# Medidor de Ganancia de Transistores



## XanoZuke (Ene 14, 2008)

Hola a todos!

Me encuentro haciendo un comprobador de transistores como proyecto para una materia. El prof. nos ha pedido que encima de eso, el circuito tambien debe de medir la ganancia del transistor. Ya tengo el circuito de comprobacion, pero seria posible que alguien me indicara en el camino correcto para obtener la ganancia del transistor? Se que es posible, puesto que los testers traen una circuiteria que se encarga de eso. 

Gracias por adelantado


----------



## pepechip (Ene 14, 2008)

hola 
precisamente ayer localice en una revista el esquema de uno. En 1 o 2 dias lo escaneo y te lo paso.

saludos


----------



## dimmer (Ene 14, 2008)

mil gracias pepechip! esperamos por ti =D! el es mi companero de proyecto. tambien vamos a hacer un medidor de LCR, esta bastante bueno el proyecto!


----------



## pepechip (Ene 15, 2008)

hola
 en estas dos imagenes tienes el esquema y la explicacion.


----------



## dimmer (Ene 15, 2008)

mil gracias pepechip =D!


----------



## wilmu (Jun 18, 2010)

Un saludo compañeros.

Mi duda tiene que ver con obtener la ganancia de corriente (BETA) en un Darlington, especificamente el TIP142. He intentado varias formas, con varios circuitos y no he logrado nada. Según el datasheet tiene una BETA minima de 500, sin embargo al ensayarlo en circuitos con resistencias solo obtengo una BETA de 80 aprox. No poseo un mulimetro con medidor de alta ganacia, asi que me gustaria saber si hay alguna forma de medirla mediante un circuito u otra cosa. He buscado en foros y no he encontrado alguna informacion relevante.

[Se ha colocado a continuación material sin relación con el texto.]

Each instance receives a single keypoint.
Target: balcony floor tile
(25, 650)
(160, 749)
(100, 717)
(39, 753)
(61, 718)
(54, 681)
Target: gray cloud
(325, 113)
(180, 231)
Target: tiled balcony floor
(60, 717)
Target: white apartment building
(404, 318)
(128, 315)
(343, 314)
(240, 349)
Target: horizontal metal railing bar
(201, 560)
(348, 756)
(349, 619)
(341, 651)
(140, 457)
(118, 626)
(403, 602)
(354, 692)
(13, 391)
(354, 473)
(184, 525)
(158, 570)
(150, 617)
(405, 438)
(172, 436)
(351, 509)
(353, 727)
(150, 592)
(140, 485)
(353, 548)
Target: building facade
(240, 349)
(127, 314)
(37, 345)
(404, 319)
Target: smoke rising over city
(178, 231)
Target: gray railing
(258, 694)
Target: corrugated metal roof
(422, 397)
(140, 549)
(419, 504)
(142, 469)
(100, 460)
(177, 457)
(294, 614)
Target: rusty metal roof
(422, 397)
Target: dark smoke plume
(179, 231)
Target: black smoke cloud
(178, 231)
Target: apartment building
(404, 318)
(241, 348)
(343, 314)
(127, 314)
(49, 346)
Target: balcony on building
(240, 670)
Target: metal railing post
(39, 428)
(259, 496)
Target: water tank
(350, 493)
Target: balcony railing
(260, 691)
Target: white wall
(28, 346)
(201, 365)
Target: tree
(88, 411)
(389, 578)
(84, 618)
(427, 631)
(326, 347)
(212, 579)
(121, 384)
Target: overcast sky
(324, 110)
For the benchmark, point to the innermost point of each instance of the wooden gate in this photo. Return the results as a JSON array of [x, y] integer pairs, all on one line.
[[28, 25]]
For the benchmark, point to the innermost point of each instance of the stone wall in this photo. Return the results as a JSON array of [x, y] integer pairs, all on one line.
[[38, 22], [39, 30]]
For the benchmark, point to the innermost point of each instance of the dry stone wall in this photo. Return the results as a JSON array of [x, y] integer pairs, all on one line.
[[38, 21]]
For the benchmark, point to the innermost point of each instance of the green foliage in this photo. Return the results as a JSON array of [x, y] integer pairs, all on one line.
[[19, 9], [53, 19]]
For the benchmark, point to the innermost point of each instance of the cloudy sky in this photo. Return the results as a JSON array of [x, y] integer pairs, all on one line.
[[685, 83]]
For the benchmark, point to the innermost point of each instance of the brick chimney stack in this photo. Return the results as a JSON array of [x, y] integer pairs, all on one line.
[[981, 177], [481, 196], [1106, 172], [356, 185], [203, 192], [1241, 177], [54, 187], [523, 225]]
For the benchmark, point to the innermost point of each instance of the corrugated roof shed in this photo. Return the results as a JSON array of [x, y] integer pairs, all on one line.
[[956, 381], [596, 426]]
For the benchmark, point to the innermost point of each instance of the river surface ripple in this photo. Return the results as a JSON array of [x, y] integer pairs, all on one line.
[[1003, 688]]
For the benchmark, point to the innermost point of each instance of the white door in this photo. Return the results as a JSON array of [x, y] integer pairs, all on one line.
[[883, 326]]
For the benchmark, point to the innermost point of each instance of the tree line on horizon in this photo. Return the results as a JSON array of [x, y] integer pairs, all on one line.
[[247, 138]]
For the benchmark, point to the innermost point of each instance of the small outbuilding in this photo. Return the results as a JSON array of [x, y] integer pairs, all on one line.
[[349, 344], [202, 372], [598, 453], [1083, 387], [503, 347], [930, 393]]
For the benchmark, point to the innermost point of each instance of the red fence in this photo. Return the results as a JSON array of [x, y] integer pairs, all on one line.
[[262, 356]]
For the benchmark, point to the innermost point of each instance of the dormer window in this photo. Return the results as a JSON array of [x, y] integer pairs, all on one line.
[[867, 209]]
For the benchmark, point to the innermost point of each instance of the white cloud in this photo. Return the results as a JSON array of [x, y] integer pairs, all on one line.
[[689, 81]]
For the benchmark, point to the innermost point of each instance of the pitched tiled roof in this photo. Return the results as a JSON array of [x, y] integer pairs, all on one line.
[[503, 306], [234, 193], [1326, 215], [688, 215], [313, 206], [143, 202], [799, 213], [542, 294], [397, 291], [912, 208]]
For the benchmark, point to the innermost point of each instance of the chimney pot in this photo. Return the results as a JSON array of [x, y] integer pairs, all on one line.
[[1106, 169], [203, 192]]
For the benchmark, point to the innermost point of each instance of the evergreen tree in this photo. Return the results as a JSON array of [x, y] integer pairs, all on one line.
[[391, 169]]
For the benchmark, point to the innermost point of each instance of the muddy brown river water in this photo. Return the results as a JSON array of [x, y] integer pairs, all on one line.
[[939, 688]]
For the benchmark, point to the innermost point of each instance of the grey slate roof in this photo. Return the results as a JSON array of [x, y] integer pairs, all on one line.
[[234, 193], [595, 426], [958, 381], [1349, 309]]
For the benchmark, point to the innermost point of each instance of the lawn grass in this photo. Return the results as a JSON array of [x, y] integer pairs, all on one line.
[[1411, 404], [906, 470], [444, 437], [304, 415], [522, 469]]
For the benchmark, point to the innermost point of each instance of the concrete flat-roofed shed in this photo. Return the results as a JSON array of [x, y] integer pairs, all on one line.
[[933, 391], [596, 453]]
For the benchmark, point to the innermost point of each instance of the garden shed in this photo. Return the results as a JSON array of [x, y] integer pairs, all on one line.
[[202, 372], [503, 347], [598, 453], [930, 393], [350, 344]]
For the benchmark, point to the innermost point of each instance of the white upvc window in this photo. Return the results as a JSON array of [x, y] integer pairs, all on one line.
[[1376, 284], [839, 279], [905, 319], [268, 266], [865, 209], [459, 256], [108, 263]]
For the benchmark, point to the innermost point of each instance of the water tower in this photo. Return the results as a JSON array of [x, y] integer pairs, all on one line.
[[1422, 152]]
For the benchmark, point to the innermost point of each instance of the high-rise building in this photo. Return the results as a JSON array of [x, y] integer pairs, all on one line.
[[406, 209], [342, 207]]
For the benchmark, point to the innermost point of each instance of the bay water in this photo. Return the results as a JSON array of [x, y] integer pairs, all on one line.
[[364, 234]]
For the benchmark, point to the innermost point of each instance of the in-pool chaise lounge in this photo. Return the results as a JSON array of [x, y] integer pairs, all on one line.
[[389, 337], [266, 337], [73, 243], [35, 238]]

Muchas gracias por su ayuda.


----------



## MrCarlos (Jun 18, 2010)

Hola wilmu

Talvez encuentres una ayuda o idea para satisfacer tu requerimiento por acá.
https://www.forosdeelectronica.com/f27/graficas-transistor-38633/ saludos
a sus ordenes


----------



## wilmu (Jun 18, 2010)

Un saludo.

Gracias por la ayuda.

El problema es que no cuento con un trazador de curvas y por eso estaba buscando alguna manera de medirla solo con multimetro (que no tiene medidor de grandes ganancias) y un circuito. La verdad no sé si se puede, por eso recurro a esta comunidad tan grande de electronicos.

Exitos!


----------



## cosmefulanito04 (Jun 18, 2010)

Cual hfe queres medir? el de continua o el de alterna?

El de continua lo podrias medir con un tester midiendo la ic e ib, y la division ic/ib te dara el hFe.

El de alterna, no te queda otra que usar un osciloscopio, tal vez podrias probar metiendole una senoidal a la entrada y medir el Vrms, y hacer lo mismo a la salida, y en funcion de la transferencia de tension del amplificador, podrias darte una idea del hfe. Pero hacer esto, de seguro vas a cometer un error de medicion importante.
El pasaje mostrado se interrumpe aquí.